Le legs, une piste à explorer pour les personnes sans descendance
Recherche médicale, enfance en difficulté, environnement, culture… Faire un legs est une façon de consacrer les économies de toute une vie à une noble cause.
Elle s’appelait Lucienne, « Lu » pour les intimes et « Lou » pour ses amies américaines. Dans la France de l’après-guerre, cette jeune professeure de gymnastique a besoin de… sous-vêtements compatibles avec sa pratique sportive.
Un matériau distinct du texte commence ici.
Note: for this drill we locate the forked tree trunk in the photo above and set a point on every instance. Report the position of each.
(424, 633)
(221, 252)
Comme elle ne trouve pas son bonheur, elle décide de les confectionner elle-même. En 1946, au cours d’un voyage dans l’Orient-Express, elle loue les qualités de ses dessous faits maison à ses amies. Un jeune chef d’entreprise surprend leur conversation et propose de les commercialiser. C’est ainsi qu’est née la marque de lingerie Lou, qui restera longtemps l’un des fleurons de l’industrie textile dans l’Hexagone. Bien sûr, l’homme d’affaires épousera Lucienne. Des années plus tard, sans descendance, ils décideront de léguer l’intégralité de leurs biens à la Fondation de France, charge à elle d’en reverser une partie à l’ensemble de leurs anciens salariés.
A l’image des fondateurs de Lou, de nombreuses personnes décident chaque année de léguer tout ou partie de leurs biens à des fondations ou à d’autres oeuvres caritatives. Les legs représenteraient en moyenne un milliard d’euros par an. « A la Fondation de France, nous ouvrons environ 120 dossiers de legs chaque année, pour un montant total de 50 à 60 millions d’euros », explique, par exemple, Frédéric Théret, son directeur du développement.
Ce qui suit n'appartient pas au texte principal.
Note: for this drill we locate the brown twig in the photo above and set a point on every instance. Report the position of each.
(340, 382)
Le profil des généreux philanthropes est connu : il s’agit le plus souvent de personnes sans descendance ou en rupture avec leur famille. « En l’absence de testament, la loi détermine qui hérite, selon un ordre très précis : les descendants et le conjoint d’abord, puis les père et mère et les frères et soeurs, et ainsi de suite jusqu’au 6e degré (cousins issus de germain par exemple) », précise Me JeanPierre Prohaszka, notaire à Villeurbanne. Et, si aucun héritier n’est retrouvé, c’est alors… l’Etat qui rafle la mise ! Or les personnes sans descendance n’ont pas nécessairement envie de tout laisser à un lointain petit-cousin, pas plus qu’à l’Etat.
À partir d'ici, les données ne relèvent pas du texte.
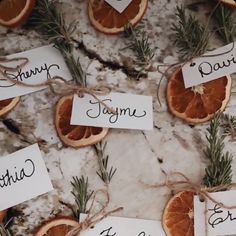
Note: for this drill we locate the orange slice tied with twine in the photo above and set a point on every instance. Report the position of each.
(74, 135)
(107, 20)
(177, 219)
(197, 104)
(14, 13)
(58, 226)
(7, 105)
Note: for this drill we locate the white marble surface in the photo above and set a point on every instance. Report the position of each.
(138, 156)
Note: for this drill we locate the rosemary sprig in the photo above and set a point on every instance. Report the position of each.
(219, 170)
(50, 21)
(81, 194)
(190, 37)
(226, 25)
(139, 44)
(228, 124)
(104, 172)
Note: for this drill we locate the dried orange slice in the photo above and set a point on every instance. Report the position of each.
(58, 226)
(107, 20)
(197, 104)
(7, 105)
(177, 219)
(74, 135)
(2, 215)
(230, 3)
(14, 13)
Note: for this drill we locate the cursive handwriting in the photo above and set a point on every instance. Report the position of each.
(206, 68)
(113, 118)
(21, 76)
(219, 216)
(8, 178)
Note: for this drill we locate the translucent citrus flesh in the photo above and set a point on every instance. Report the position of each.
(178, 216)
(193, 104)
(10, 9)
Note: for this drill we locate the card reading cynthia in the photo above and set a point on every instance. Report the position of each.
(217, 220)
(124, 111)
(23, 176)
(119, 5)
(43, 62)
(212, 65)
(119, 226)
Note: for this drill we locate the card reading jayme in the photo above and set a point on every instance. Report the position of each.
(43, 62)
(127, 111)
(23, 176)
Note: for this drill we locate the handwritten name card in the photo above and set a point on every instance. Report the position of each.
(43, 61)
(117, 226)
(23, 176)
(131, 111)
(218, 220)
(210, 67)
(119, 5)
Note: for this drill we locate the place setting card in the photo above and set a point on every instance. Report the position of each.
(119, 226)
(43, 62)
(23, 176)
(217, 220)
(129, 111)
(212, 65)
(119, 5)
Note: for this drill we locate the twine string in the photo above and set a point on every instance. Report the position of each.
(92, 220)
(66, 87)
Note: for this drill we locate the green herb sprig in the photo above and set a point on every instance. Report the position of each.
(105, 173)
(219, 169)
(139, 43)
(81, 194)
(190, 36)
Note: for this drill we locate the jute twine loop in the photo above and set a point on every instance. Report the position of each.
(92, 219)
(57, 84)
(201, 191)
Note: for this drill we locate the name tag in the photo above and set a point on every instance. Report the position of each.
(23, 176)
(210, 67)
(218, 220)
(43, 61)
(119, 5)
(131, 111)
(117, 226)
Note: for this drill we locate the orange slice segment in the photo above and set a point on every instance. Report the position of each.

Avec le legs, les économies de toute une vie vont financer une noble cause : la recherche médicale, l’enfance en difficulté, l’environnement, le bien-être animal… Le légateur peut se contenter de désigner l’organisme caritatif de son choix ou, parmi toutes ses activités, préciser celle qu’il souhaite financer (comme l’une des 133 unités de recherche de l’Institut Pasteur). Et, quand le legs est d’un montant important, généralement plus de 200 000 euros, le philanthrope peut même avoir sa propre fondation. Le fils de Jean Giraudoux – l’auteur de théâtre –, a ainsi légué ses biens et droits d’auteur à la Fondation de France, pour qu’elle gère la fondation de son père, dédiée à son oeuvre et, plus généralement, à la promotion de la littérature.
Mais, pour en arriver là, encore faut-il avoir rédigé un testament. C’est le passage obligé. « Sans cela, c’est l’ordre de succession prévu par la loi qui s’applique. Les fondations et autres associations n’ont alors strictement droit à rien », confirme Me Prohaszka. Pour qu’elles reçoivent quelque chose, il faut donc les « coucher » sur un testament. Mais attention à ne pas porter atteinte à la part des héritiers réservataires, qui sont les enfants du défunt ou, à défaut, son conjoint. « Celui qui rédige un testament peut donner tout ce qu’il veut, à qui il veut – et donc à une oeuvre caritative –, sauf la part des réservataires, qui doit leur être obligatoirement versée », explique le notaire. C’est la seule limite. Mais, en l’absence d’héritiers réservataires, tout est possible, et la succession peut intégralement tomber dans l’escarcelle d’une fondation. « Le philanthrope peut changer d’avis et modifier son testament à tout moment, à la seule condition d’avoir toute sa tête », rassure Me Prohaszka.
Reste l’aspect fiscal de l’opération, qui est particulièrement favorable à l’organisme bénéficiaire du legs. Les fondations et associations, à condition d’être reconnues d’utilité publique, reçoivent les legs en totale exonération de droits de succession – à la différence d’un neveu qui serait taxé à 55 % par exemple. Pour 100 euros légués, ce sont 100 euros versés à la cause choisie par le défunt. Une belle manière, pour le philanthrope, de continuer à faire oeuvre utile.